Model 1: Linear Structural Equation Model (LSEM)#

Let \(B=\{b_{i,j}\}_{1\leq i\leq d,1\leq j\leq d}\) be a \(d\times d\) matrix, where \(b_{i,j}\) is the weight of the edge \(Z_i\rightarrow Z_j \in \mathbf{E}\), and \(b_{i,j}=0\) otherwise. Then, we say that \(\mathcal{G} =(\mathbf{Z},B)\) is a weighted DAG with the node set \(\mathbf{Z}\) and the weighted adjacency matrix \(B\) (the edge set \(\mathbf{E}\) is nested in \(B\)). Under no unmeasured confounders, the Markov condition, the faithfulness condition, causal sufficiency assumption, and the linear structural equation model (LSEM) such that \(\mathbf{Z}\) characterized by the pair (\(\mathcal{G}\), \(\epsilon\)) is generated by

(10)#\[\begin{equation}\label{lsem_x} \mathbf{Z}=B^\top \mathbf{Z} +\epsilon, \end{equation}\]

where \(\epsilon \) is a random vector of jointly independent error variables. The LSEM model has good interpretation and has been analysised by Zheng et al. (2018) by contrained optimization. When the noise is Gaussian with equal variance, the model is identifiable (Peters and Bühlmann, 2013). In addition, under the linear model with non-Gaussian noise, the model is also identifiable (Shimizu et al., 2006).

Model 2: Generalized LSEM#

To handle complex relationship, a generalized version of LSEM has been studied by Yu et al. (2019) as

(11)#\[\begin{equation} f_2(\mathbf{Z})=B^\top f_2(\mathbf{Z}) +f_1(\epsilon), \end{equation}\]

where the parameterized functions \(f_1\) and \(f_2\) effectively perform (possibly nonlinear) transforms on \(\epsilon\) and \(\mathbf{Z}\), respectively. Here, Model 1 is a special case of Model 2.

Model 3: Additive Noise Model#

Suppose there exists a weighted DAG \(\mathcal{G}=(\mathbf{Z},\mathbf{E})\) that characterizes the causal relationship among \(|\mathbf{Z}|=d\) nodes.

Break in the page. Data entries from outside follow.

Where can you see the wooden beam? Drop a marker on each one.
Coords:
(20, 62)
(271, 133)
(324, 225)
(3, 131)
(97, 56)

Each variable \(Z_i\) is associated with a node \(i\) in the DAG \(\mathcal{G}\), and the observed value of \(Z_i\) is obtained as a function of its parents in the graph plus an independent additive noise \(n_i\), i.e.,

(12)#\[\begin{equation}\label{anm} Z_i := f_i\{PA_{Z_i} (\mathcal{G})\} + n_i,i = 1,2,...,d, \end{equation}\]

where \(PA_{Z_i} (\mathcal{G})\) denotes the set of parent variables of \(Z_i\) so that there is an edge from \(Z_j\in PA_{Z_i} (\mathcal{G})\) to \(Z_i\) in the graph, and the noises \(n_i\) are assumed to be jointly independent. Assuming the \(g_j\) are three times differentiable and not linear in any of its arguments, this model is identifiable (Peters et al., 2014, Corollary 31). Here, Model 1 is a special case of Model 3 as well.

3. Algorithm Details#

The NOTEARS learner (Zheng et al., 2018) estimates the weighted adjacency matrix by formulating the optimization with an acyclicity constraint. The implementation is available at their repository at https://github.com/xunzheng/notears. A follow-up work using a VAE parameterized by a graph neural network that generalizes LSEM was proposed in Yu et al. (2019) with a more computational friendly constraint, namely DAG-GNN. Also see Zhu & Chen (2019) and Cai et al. (2021) for other cutting-edge structural learning methods.

Demo Code#

Generate Synthetic Datasets#

import os
import numpy as np
from utils import *
from synthetic_datasets import *
seed = 1234
np.random.seed(seed)
d = 8
n = 300
ground_truth_G = simulate_random_dag(d=d, degree=2, graph_type='erdos-renyi', w_range = (1.0, 1.0))
c = np.zeros(d)
s = np.ones([d])
df = simulate_lsem(G = ground_truth_G, A_type ='Gaussian', n = n, baseline=0).reshape((n,d))

#plot true causal graph:
plot_net(nx.to_numpy_array(ground_truth_G), labels_name=list(range(d))) 
---------------------------------------------------------------------------
ModuleNotFoundError                       Traceback (most recent call last)
Input In [1], in <cell line: 4>()
      2 import numpy as np
      3 from utils import *
----> 4 from synthetic_datasets import *
      5 seed = 1234
      6 np.random.seed(seed)

ModuleNotFoundError: No module named 'synthetic_datasets'

Causal Discovery by NOTEARS Learner (Zheng et al., 2018)#

from utils import *
from notears import *
graph = notears_linear(df.reshape(len(df),d), lambda1=0.1, loss_type='l2')
notears_res = np.matrix(graph)
notears_res[np.abs(notears_res) < 0.3] = 0 
#plot the estimated causal graph:
plot_net(notears_res, labels_name=list(range(d))) 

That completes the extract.